I'm new in rna-seq , so first, I'm sorry if this question is too dumb or if I confuse the definitions. My advisor gave me a fasta file (non-model organism) and told me that I had to use it to map (suggesting using Bowtie2), the "readme" file of this says [This file contains the organism "genes" annotated], but this is not a GTF/GFF file, my file looks like this:
>Id1
ATGGCTTCAAACAAGCGAGAAAGTCA...
>Id2
ATGGGCAGTCTTGGTCCTATTGAAAAT...
>Id3
ATGATACTTTCCGTTTTGTCGAGCCCT...
So, for me, this file is the CDS.fa (CoDing Sequence), I researched but it's still not clear to me: is it possible to make aligment using this file as a reference?
Thank you! Actually I have fastq files which is what I want to align, the fasta file that my advisor gave me is the CDS (CoDing Sequence), it is the "reference" that he suggests using for alignment, I agree with you about using a reference genome, but my advisor insists on using that CDS file to align with my fastq files, is that correct?

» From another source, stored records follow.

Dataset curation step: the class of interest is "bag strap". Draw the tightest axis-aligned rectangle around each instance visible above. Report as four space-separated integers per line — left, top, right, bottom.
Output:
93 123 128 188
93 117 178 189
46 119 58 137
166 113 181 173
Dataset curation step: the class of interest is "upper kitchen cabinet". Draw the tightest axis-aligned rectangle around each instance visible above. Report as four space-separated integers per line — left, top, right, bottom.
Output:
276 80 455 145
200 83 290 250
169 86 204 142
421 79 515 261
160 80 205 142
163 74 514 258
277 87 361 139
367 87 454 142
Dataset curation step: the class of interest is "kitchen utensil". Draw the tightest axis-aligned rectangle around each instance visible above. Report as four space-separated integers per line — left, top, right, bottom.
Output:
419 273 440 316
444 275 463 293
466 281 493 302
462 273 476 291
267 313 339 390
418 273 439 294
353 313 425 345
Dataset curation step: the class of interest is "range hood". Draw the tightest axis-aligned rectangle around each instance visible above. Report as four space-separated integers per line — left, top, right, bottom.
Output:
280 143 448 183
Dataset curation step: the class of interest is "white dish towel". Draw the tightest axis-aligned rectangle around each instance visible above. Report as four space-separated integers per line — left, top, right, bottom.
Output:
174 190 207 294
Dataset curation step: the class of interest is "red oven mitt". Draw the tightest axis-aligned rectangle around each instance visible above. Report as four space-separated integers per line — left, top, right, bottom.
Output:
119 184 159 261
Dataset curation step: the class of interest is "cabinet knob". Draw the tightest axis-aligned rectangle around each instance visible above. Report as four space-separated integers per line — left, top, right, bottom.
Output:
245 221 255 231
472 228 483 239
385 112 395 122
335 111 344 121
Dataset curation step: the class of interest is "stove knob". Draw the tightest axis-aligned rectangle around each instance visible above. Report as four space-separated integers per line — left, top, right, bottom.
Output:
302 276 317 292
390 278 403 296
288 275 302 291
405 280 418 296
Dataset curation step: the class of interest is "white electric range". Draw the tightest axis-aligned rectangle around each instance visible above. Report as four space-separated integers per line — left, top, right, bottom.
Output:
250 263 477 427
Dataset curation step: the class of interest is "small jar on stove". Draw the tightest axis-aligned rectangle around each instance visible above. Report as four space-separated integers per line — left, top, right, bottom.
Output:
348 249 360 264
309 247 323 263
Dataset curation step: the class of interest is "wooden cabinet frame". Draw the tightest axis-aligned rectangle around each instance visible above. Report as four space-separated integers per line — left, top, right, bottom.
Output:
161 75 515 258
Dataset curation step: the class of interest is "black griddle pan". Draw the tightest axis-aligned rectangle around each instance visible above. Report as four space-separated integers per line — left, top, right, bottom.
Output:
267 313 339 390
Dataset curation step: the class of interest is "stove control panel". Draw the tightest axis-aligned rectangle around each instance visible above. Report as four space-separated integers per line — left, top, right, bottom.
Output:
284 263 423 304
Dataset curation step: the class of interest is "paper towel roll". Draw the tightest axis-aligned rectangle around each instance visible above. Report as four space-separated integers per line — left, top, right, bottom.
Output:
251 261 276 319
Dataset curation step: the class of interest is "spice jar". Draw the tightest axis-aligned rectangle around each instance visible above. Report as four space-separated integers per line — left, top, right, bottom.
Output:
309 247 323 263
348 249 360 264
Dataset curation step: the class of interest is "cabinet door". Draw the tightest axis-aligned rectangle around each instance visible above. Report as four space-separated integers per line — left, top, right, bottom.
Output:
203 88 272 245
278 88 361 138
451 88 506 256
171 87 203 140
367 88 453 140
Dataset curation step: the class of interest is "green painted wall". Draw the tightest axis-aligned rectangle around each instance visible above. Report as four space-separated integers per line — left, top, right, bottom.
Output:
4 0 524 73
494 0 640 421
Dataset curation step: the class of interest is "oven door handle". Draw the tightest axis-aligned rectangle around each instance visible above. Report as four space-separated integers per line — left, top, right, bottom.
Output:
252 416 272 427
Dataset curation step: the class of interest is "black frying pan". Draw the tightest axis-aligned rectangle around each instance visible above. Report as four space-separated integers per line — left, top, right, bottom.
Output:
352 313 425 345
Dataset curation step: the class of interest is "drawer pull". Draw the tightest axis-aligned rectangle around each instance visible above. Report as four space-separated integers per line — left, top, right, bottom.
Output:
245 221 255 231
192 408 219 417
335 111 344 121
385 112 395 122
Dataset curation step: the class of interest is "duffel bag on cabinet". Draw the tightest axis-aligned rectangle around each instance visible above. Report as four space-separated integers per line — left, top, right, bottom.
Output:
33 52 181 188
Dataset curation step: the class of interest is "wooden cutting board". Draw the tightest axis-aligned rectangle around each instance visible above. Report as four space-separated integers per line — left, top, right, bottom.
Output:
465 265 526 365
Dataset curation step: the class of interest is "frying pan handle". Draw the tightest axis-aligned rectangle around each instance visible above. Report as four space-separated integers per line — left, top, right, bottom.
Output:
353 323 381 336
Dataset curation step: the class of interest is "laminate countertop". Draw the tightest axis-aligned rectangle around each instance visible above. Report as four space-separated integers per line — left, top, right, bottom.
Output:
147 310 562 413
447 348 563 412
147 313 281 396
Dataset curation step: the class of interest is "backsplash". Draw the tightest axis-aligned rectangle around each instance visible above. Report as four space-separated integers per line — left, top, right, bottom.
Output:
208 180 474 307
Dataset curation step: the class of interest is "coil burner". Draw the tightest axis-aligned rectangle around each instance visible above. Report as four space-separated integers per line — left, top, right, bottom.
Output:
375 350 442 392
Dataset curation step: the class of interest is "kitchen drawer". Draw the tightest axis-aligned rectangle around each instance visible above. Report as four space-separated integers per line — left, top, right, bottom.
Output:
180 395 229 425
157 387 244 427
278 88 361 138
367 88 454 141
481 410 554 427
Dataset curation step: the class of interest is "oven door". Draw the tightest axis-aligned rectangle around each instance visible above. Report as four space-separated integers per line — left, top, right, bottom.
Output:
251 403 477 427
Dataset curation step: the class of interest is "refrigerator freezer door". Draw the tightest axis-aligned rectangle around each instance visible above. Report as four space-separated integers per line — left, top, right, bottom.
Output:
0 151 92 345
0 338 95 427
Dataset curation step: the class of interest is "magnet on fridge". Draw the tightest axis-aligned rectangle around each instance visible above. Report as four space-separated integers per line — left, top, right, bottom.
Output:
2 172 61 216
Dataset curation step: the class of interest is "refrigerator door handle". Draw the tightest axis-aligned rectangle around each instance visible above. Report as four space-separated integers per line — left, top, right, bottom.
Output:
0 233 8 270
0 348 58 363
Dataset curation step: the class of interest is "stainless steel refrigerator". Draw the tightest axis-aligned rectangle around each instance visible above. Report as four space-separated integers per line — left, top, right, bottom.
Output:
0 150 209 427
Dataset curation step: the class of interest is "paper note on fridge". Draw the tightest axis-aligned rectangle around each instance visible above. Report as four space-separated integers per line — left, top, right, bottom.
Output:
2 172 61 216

While that is not incorrect, using a reduced representation of the genome (just CDS part, when the data came from full genome) raises an issue. Aligners will try their best to align reads to a location so it is possible that some reads may get aligned to positions they did not originate from.

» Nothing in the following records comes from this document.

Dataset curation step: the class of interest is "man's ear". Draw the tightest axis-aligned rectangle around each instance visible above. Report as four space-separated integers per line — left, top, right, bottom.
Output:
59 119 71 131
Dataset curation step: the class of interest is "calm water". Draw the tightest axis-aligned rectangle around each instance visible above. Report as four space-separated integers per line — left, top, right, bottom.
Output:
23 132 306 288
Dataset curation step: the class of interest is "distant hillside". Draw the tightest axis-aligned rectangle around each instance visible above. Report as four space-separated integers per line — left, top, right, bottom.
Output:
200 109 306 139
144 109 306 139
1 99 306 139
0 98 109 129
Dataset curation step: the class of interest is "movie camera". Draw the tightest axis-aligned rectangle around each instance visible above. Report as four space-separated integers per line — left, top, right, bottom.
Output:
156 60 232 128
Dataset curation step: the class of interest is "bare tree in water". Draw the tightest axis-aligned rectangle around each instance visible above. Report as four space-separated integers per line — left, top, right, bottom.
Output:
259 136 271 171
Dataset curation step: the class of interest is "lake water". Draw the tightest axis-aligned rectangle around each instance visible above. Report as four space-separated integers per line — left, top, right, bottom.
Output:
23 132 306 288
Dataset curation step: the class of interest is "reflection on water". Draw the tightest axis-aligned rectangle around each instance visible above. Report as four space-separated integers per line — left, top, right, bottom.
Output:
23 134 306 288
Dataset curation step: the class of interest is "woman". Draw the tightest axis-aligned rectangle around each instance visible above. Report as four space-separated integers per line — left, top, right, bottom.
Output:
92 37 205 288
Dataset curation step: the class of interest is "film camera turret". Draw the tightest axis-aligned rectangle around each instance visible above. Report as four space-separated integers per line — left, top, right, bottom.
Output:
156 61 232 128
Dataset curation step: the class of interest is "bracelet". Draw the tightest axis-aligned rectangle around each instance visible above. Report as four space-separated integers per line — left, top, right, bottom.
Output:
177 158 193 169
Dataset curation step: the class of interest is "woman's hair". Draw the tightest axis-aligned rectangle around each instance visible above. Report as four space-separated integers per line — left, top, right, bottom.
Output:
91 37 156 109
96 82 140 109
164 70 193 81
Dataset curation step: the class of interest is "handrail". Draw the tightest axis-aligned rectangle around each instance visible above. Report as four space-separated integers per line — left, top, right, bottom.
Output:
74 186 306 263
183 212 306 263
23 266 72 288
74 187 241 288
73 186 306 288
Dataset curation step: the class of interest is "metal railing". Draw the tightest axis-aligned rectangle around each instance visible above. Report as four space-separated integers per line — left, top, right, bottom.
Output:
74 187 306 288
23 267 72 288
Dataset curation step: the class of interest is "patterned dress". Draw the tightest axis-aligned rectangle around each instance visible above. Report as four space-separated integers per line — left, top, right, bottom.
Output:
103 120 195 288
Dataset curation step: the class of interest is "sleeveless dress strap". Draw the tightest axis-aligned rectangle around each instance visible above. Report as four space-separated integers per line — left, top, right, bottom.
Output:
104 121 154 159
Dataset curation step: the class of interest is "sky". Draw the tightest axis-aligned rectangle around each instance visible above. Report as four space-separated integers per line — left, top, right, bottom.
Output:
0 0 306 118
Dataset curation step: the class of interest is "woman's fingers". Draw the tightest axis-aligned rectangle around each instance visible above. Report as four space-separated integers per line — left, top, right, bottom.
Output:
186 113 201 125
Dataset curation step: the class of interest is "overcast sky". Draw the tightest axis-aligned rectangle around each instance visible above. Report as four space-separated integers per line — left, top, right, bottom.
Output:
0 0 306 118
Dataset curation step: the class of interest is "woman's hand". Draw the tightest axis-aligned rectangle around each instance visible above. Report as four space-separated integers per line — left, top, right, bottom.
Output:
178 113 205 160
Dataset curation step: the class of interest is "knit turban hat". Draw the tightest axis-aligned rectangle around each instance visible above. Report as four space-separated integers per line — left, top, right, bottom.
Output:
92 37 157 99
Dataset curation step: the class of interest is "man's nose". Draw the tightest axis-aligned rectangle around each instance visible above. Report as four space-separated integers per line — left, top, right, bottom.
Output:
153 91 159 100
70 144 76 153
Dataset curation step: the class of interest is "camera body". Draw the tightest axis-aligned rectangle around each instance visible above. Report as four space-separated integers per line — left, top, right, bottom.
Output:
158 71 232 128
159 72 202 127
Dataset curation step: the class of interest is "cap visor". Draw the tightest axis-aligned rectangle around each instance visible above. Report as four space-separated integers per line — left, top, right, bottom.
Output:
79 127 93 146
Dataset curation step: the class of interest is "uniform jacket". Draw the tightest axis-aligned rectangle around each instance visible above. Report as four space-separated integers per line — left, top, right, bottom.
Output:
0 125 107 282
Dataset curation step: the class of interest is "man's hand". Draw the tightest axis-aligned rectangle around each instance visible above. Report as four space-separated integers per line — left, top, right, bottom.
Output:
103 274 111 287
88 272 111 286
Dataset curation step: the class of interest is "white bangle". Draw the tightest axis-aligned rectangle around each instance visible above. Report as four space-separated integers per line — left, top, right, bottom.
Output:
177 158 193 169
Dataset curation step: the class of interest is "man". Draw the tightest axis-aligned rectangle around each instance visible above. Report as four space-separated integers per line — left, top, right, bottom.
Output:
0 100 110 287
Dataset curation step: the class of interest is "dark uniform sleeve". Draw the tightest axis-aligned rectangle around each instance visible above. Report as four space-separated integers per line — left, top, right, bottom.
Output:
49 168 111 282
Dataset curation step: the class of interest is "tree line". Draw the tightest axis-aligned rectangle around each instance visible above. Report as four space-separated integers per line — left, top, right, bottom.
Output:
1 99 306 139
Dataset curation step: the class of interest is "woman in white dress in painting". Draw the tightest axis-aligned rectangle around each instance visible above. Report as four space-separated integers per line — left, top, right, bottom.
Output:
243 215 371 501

Using a pseudomapper like kallisto (as noted below) or salmon would be the best option, if you don't have the full genome sequence or don't want to use full genome.
Thanks genomax !!! That answers my main question, I only have one more, if I downoladed the transcriptome and the genome (from NCBI ) , do you recommend using some of these NCBI files or even using this CDS provided (unpublished)? This is because my final result must be DEG between two phenotypes in plants, so maybe using the CDS or NCBI files (trancriptome or genome) I could get different results, I don't know.

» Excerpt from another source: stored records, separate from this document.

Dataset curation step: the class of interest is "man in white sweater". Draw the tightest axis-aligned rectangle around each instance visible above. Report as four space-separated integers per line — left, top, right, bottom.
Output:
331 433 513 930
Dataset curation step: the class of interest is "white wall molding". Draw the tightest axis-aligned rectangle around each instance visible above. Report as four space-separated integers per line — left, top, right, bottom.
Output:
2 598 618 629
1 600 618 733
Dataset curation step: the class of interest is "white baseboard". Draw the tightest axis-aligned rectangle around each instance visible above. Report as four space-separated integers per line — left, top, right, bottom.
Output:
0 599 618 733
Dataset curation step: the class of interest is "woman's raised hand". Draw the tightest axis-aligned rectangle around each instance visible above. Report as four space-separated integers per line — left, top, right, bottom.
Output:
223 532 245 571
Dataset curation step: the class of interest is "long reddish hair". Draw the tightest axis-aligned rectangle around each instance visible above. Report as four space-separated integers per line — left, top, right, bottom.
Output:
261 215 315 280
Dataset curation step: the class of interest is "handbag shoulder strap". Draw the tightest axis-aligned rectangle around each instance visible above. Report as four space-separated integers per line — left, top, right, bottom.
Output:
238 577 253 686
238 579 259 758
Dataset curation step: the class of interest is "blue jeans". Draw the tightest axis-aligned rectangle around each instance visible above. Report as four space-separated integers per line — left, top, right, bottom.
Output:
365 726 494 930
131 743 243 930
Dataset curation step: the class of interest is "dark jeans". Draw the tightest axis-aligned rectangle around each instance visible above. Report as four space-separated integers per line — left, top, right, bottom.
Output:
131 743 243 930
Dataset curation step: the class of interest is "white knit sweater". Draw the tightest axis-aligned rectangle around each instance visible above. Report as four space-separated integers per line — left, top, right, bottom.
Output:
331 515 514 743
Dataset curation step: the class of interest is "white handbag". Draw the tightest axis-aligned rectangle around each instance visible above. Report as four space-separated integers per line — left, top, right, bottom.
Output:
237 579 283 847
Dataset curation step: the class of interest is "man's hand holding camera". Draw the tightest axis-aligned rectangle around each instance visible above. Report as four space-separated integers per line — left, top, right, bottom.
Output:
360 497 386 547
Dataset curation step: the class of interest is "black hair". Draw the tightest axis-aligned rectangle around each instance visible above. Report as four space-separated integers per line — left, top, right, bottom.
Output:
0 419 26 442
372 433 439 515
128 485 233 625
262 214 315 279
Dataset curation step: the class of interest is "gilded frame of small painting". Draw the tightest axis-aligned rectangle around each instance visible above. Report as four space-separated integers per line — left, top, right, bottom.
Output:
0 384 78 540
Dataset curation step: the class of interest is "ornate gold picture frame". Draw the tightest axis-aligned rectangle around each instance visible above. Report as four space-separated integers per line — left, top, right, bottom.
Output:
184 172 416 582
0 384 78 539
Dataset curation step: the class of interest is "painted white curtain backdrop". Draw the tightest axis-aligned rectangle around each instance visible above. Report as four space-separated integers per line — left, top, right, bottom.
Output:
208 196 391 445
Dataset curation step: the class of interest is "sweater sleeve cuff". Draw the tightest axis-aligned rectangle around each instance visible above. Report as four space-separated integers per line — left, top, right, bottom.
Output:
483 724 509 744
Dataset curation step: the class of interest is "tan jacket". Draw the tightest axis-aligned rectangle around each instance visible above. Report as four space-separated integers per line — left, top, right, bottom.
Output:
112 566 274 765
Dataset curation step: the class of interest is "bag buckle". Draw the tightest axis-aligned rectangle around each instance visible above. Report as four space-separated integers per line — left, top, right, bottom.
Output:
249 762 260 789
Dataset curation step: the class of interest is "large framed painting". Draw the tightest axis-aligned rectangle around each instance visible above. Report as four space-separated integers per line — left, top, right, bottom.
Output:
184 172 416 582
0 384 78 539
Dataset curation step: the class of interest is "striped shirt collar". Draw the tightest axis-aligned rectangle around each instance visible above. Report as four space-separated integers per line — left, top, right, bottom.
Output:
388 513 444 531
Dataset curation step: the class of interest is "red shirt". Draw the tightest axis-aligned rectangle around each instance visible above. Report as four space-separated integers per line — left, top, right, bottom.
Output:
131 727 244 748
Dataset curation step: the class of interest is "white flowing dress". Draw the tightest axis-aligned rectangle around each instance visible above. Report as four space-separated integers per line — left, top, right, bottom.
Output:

Link you provided has all kinds of data for this genome including transcriptome. You can use the entire genome and then use annotation with
featureCounts
to get gene counts. Or you could use the transcriptome sequences withsalmon
orkallisto
. While results may not agree 100% if you did analysis by these two methods, top DE genes should be identified by either method.What is special about your CDS file? Information available at NCBI should be essentially complete?
My advisor told me that this CDS file (which is actually from another variety of chile, but he says it is almost the same as the one published), has "well identified and annotated genes", but for example, Id_genes only has names like "Id1", "Id2",... etc., so I made a Blastx to give them a "name", but I'm not sure I believe in "good identification and annotation" because I don't know how to prove it, NCBI has it all, so I don't know if I should use this CDS file or if I decide to use the NCBI files, a total confusion in my mind.
Don't mix and match. Either stick with NCBI data or use your own.